The resolution, introduced by Supervisor Janice Rutherford and modeled after one approved by the Los Angeles County Board of Supervisors in August 2021, authorizes the county’s land use services and code enforcement departments to help clear homeless encampments in “very high fire hazard severity zones,” mainly in the mountains, canyons and foothills.

And the efforts have paid off.

“From our initial contacts this year, there is over a 50% decrease in camps in these severity zones,” Jones said.

That decrease reflects a minor drop in homeless people living on the street in 2022, and an increase in those taking refuge in shelters and temporary housing, according to the county’s 2022 point-in-time homeless count.
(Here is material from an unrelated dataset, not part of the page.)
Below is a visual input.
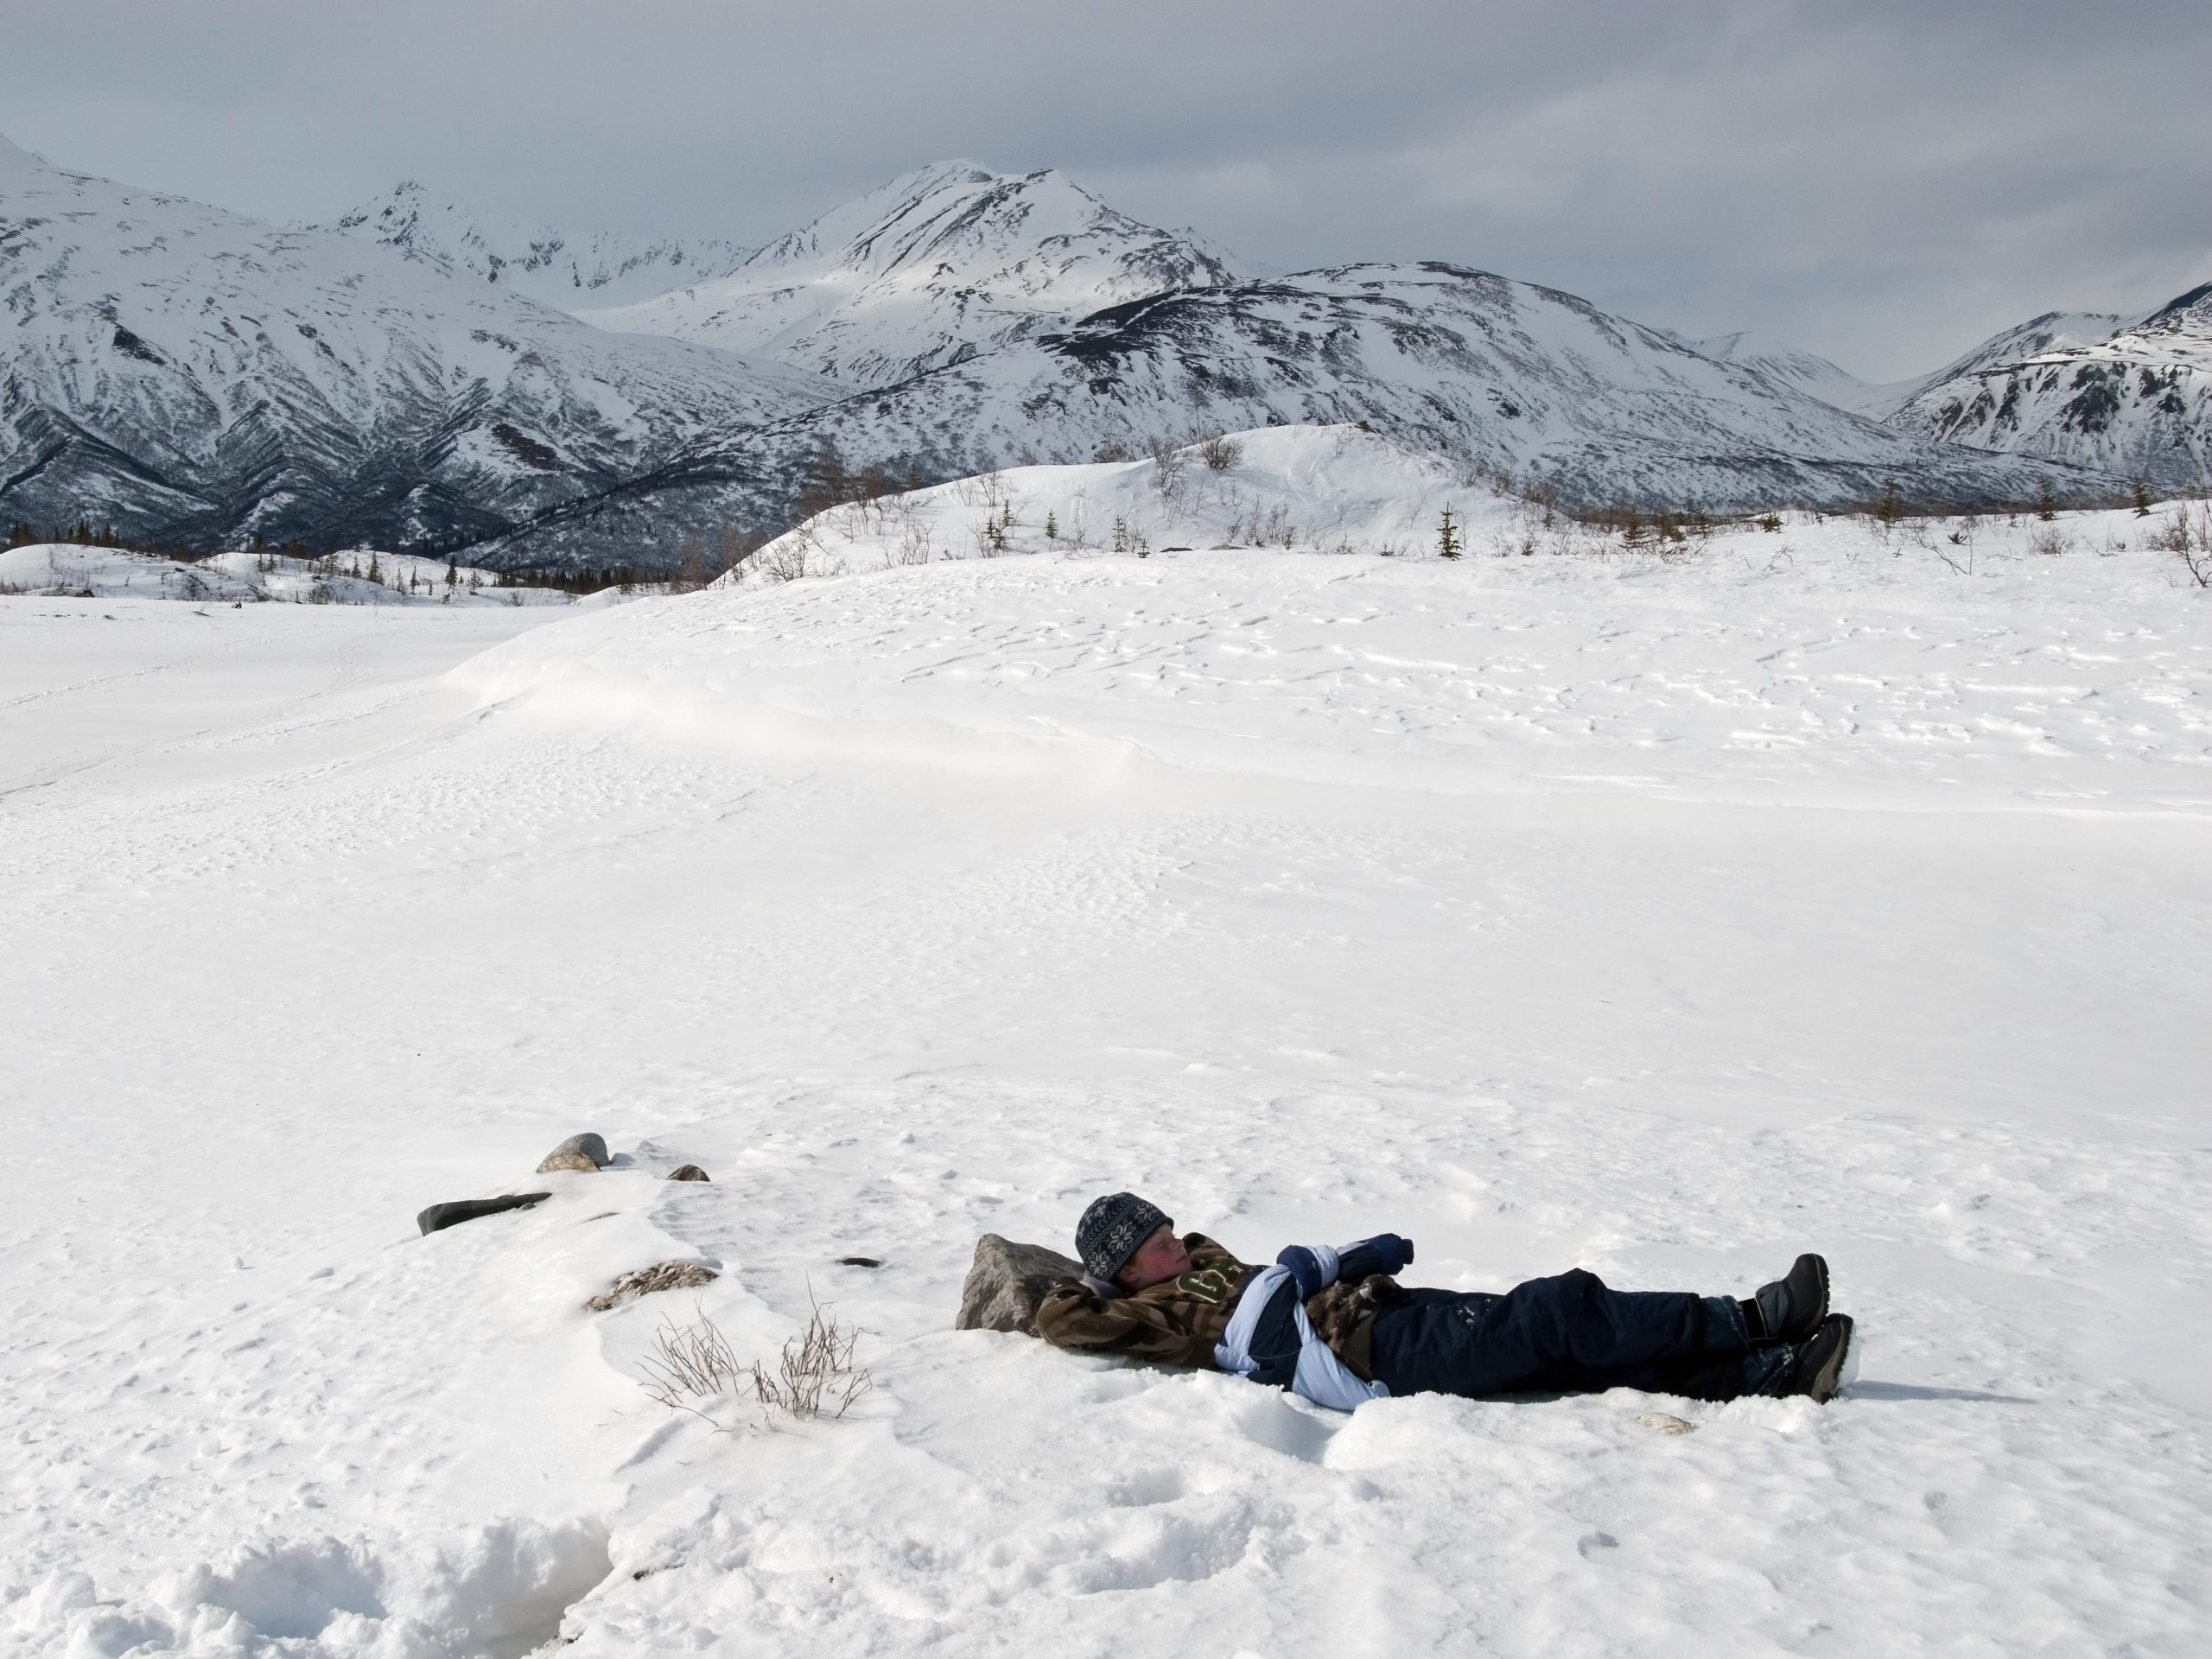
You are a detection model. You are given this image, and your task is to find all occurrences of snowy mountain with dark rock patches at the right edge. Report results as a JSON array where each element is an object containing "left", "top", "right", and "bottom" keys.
[{"left": 1889, "top": 285, "right": 2212, "bottom": 491}]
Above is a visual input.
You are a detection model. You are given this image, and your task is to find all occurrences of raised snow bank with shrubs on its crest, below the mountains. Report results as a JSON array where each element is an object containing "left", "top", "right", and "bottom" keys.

While the H.O.P.E team works independently of the county’s code enforcement and land use services departments, the resolution allows the outreach workers to contact those departments should they need help. Thus far, the H.O.P.E. team has not called on either department for assistance, county spokesman David Wert said in an email.

Jones said 40 to 60 homeless people typically occupy the encampments in Waterman Canyon, City Creek and the Mill Creek wash at any given time. He said City Creek is the biggest of the three, with 20 to 40 homeless people nesting there year-round.
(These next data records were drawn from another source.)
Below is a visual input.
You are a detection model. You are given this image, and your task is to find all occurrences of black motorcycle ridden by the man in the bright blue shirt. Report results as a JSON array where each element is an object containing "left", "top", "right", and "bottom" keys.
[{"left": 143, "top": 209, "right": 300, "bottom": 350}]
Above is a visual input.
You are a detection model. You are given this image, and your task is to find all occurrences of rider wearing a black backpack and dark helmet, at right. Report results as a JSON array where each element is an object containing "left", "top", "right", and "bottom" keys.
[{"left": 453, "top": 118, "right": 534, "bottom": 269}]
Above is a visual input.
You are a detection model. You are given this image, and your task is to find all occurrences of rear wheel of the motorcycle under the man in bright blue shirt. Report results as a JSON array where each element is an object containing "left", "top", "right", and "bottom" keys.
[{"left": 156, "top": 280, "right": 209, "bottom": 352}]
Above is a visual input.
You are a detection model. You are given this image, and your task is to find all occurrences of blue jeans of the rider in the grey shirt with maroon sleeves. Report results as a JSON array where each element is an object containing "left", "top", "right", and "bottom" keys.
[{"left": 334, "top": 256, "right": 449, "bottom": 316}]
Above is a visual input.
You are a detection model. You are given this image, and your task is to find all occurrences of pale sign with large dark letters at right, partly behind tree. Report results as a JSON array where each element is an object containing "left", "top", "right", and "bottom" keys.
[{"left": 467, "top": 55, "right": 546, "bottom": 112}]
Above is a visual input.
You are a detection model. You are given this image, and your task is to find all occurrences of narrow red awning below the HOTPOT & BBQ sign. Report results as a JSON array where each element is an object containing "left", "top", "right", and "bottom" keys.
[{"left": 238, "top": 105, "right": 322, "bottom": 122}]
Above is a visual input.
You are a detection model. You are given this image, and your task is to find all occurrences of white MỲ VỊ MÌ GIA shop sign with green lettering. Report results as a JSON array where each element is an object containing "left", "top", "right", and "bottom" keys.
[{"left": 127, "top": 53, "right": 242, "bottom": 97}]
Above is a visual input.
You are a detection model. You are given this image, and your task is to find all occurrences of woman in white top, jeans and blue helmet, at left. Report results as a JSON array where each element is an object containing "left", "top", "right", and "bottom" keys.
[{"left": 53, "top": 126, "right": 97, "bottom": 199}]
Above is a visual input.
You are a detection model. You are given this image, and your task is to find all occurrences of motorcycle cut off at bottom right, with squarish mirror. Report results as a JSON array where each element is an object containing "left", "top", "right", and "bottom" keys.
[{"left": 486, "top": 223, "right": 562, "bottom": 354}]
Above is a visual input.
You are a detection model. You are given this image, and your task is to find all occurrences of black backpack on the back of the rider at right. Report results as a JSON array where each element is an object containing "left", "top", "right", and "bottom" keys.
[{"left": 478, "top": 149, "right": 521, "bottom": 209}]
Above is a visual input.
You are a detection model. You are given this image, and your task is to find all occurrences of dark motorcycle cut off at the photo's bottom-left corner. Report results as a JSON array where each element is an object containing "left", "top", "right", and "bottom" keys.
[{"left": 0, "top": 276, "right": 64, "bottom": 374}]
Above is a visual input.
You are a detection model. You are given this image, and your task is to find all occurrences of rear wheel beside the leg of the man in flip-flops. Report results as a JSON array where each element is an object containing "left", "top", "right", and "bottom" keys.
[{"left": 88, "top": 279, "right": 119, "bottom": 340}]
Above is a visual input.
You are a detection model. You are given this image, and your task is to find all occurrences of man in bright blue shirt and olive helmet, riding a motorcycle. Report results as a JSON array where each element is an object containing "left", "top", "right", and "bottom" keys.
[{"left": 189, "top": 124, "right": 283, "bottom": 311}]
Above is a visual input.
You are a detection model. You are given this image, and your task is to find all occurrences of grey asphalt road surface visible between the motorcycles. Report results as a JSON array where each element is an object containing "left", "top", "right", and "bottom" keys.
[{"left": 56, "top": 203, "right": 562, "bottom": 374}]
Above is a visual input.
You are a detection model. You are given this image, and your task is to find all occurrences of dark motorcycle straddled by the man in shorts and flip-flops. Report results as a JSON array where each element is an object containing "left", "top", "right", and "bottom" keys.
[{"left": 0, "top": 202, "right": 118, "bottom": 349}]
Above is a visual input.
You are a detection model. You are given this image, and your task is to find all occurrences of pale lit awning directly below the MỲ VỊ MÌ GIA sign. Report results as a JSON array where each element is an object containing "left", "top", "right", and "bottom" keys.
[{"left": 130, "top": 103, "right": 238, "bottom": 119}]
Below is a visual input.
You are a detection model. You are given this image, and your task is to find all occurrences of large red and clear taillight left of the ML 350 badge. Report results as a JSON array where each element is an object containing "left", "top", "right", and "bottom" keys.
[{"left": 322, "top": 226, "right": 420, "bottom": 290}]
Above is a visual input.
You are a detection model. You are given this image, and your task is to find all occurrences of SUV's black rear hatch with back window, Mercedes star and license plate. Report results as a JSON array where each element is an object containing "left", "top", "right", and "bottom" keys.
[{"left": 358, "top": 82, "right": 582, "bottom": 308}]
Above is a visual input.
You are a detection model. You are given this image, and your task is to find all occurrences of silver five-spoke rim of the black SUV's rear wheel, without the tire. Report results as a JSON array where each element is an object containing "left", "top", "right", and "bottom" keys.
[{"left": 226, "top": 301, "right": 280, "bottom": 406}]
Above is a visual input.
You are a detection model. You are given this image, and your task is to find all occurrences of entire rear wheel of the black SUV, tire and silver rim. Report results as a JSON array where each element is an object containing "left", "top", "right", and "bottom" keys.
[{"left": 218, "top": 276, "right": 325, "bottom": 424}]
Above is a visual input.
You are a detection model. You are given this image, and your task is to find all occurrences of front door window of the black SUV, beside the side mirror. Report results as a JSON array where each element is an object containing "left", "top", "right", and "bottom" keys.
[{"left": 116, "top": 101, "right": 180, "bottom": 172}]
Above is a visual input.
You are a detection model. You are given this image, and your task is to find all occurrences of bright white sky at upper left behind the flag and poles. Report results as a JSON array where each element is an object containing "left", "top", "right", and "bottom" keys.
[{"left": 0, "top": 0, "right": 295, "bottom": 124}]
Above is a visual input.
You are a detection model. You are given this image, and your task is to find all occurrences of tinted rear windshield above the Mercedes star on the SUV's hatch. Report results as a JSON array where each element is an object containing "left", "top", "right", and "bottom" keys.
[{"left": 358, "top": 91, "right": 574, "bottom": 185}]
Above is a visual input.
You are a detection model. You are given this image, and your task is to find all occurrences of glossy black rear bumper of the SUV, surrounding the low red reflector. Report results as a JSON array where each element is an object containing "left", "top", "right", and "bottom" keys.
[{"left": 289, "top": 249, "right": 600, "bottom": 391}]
The deputies and fire inspectors posted about 20 signs in the City Creek and Waterman Canyon areas on Thursday, July 28, and made contact with about a dozen homeless individuals, Jones said. They plan to continue sweeping the same areas this week and throughout the duration of fire season, he said.

Cause for concern

The homeless presence in mountain communities has been a source of concern for some residents, prompting complaints to Rutherford and leading to her board resolution.

Homeless camping in turnouts along Highway 18, near the Arrowhead Springs Hotel and up the mountain toward the Crestline turnoff, also has been a concern. Caltrans assesses encampments in highway turnouts for immediate threats to public safety and, when feasible, collaborates with state, city and county agencies to provide essential services and available shelter to people experienceing homelessness, agency spokeswoman Emily Lienen said.
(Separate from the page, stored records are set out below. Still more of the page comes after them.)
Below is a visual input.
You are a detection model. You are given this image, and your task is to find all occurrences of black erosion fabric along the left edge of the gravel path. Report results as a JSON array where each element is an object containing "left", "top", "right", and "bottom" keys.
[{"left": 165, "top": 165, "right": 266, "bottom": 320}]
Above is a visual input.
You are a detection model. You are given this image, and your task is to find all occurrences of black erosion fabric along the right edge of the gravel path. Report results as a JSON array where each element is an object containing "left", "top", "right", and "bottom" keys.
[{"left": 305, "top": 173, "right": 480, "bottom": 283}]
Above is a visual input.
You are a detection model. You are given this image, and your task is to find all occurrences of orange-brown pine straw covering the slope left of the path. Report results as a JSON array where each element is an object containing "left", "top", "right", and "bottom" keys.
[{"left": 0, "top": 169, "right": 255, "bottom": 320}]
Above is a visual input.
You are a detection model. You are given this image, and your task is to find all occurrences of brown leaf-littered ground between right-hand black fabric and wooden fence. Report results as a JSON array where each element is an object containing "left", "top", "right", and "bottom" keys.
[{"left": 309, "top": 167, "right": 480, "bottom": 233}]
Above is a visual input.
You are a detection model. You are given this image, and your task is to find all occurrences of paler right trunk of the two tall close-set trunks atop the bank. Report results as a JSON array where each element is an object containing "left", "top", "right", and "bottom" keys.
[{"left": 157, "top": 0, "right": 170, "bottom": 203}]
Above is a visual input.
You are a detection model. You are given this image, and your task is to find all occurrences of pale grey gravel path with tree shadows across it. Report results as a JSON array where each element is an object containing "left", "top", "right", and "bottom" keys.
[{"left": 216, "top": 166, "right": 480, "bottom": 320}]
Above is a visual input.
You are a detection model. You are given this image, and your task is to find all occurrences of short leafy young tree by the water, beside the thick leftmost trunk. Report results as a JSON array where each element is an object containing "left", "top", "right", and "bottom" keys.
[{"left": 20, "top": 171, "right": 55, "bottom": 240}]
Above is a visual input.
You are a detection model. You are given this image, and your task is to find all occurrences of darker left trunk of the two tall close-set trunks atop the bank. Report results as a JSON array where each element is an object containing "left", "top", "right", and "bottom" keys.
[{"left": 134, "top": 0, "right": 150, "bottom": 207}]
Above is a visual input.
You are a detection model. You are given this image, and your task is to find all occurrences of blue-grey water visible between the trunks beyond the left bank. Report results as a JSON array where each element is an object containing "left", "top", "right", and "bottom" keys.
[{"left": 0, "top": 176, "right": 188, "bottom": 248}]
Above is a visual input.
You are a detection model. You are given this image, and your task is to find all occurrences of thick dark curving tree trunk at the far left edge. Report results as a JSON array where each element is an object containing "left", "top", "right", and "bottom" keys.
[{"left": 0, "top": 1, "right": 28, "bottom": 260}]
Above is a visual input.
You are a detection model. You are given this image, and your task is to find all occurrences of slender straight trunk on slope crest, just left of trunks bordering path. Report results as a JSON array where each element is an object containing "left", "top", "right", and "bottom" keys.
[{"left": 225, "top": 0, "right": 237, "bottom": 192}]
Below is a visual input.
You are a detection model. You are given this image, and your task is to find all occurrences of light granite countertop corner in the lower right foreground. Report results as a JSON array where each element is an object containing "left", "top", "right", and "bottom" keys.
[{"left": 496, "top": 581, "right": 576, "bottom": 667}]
The recently enacted 2022-23 state budget includes $700 million in grants to resolve homeless encampments, of which $350 million will be available to assist people living on the state right-of-way, Lienen said.

In at least one case, conditions were so bad at an encampment in a turnout on Highway 18, north of Old Waterman Canyon Road, that Caltrans was forced to seal off the area with a K-rail, Davault said.

Caltrans posts notices giving homeless campers in highway turnouts 72 hours to vacate. The notices inform them that any personal belongings they leave behind can be retrieved at a nearby Caltrans maintenance yard, Lienen said.

Forest dwellers

The U.S. Forest Service says some homeless individuals have trudged even further into the forest.

At one encampment near the Strawberry Peak fire lookout tower north of Highway 18 near Lake Arrowhead, a fire believed started by homeless campers burned a 50-by-50-foot area last August.

Anyone cited for an illegal campfire on U.S. Forest Service land faces an appearance in federal court. Maximum punishment is a $5,000 fine for an individual, or $10,000 per group, and six months in jail.

On May 26, the Forest Service imposed restrictions, including camping stay limits, on forest recreation areas due to fire danger. The restrictions are in place for a year, agency spokeswoman Yassy Wilkins said.

“The forest’s conditions are constantly reviewed to ensure proper levels are implemented,” Wilkins said.

Wilkins could not say, however, what the Forest Service has been doing recently to deter the homeless presence in the San Bernardino National Forest. That’s because most of the agency’s resources have been allocated to the Oak Fire in Mariposa County, which has burned more than 19,000 acres since it erupted about midnight on July 22 near Yosemite National Park.